6日のシート打撃で伸びのあるストレートを投げ込んだ浦和実業の豆田泰志。集まったNPBスカウト75人の前でアピールに成功した 【写真は共同】

 報道によると、今回の合同練習会は来年以降も継続することが検討されている模様だ。未曽有のパンデミックによって行われたイベントが、年をまたいで続くのは望ましい。プロを目指す高校生たちが集まる合同練習会には、アピール以上の意義があったからだ。

 シート打撃で5人の打者を無安打、3奪三振に抑えた狛江の左腕投手、武内風希はこう話している。

「結果どうこうよりも“自分の球で打者と勝負する”ことができました。自分より実力が上の選手ばかりでしたが、逃げずに向かって行けましたし、スカウトにも自分をしっかり見せることができたと思います」

 チームの勝利が最優先される普段の高校野球から“解放”され、選手たちはいい意味で“自分本位”でプレーした。野球が団体スポーツである以上、もちろんチームの勝利は何より優先されるべきだ。一方、とりわけプロや大学を目指す選手たちにとって高校野球はキャリアの途上であり、自身のアピールを最優先する機会も不可欠だ。

 加えて言えば、高い志を持つ者たちが切磋琢磨(せっさたくま)することで、普段以上の力が発揮される。足立学園の右腕投手、坂田光優はこう語った。

「周りはすごい選手ばかりで圧倒されましたが、良い刺激もたくさんもらいました。それがエネルギーになって、ストレートで押す投球にもつながりました。進学も考えているので、練習も勉強も継続して取り組んでドラフト当日を迎えたいと思います」

 指名を受けてプロに進むにしろ、大学を経由して夢の舞台を目指すにしろ、今回の刺激や経験、自信は今後の糧になっていくはずだ。

今回の合同練習会を発展させるには?

シートノックでは、井端弘和氏がノッカーを務め、参加者の練習をサポートした 【写真は共同】

 今回、新型コロナウイルスという未曽有の出来事の中で、柔軟に対応したNPBと日本高野連は非常に評価できる。
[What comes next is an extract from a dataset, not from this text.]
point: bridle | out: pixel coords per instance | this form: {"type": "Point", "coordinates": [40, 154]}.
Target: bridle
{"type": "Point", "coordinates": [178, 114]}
東西の会場に参加した118人の高校生たちは、従来の“高校野球”という枠組みを外れ、新たな環境に置かれたことで多くを得た。そうして手にしたプラス要素をもっと増やしていくべく、今回の合同練習会をより発展させていってはどうだろうか。

 例えば各都道府県で行われる秋季大会の後、今回のような合同練習会を開催する。普段は交わらない選手たちと一緒にプレーすることで、いつもと異なる刺激を得ながら、トッププレーヤーと自身の差を実感して努力の糧にする。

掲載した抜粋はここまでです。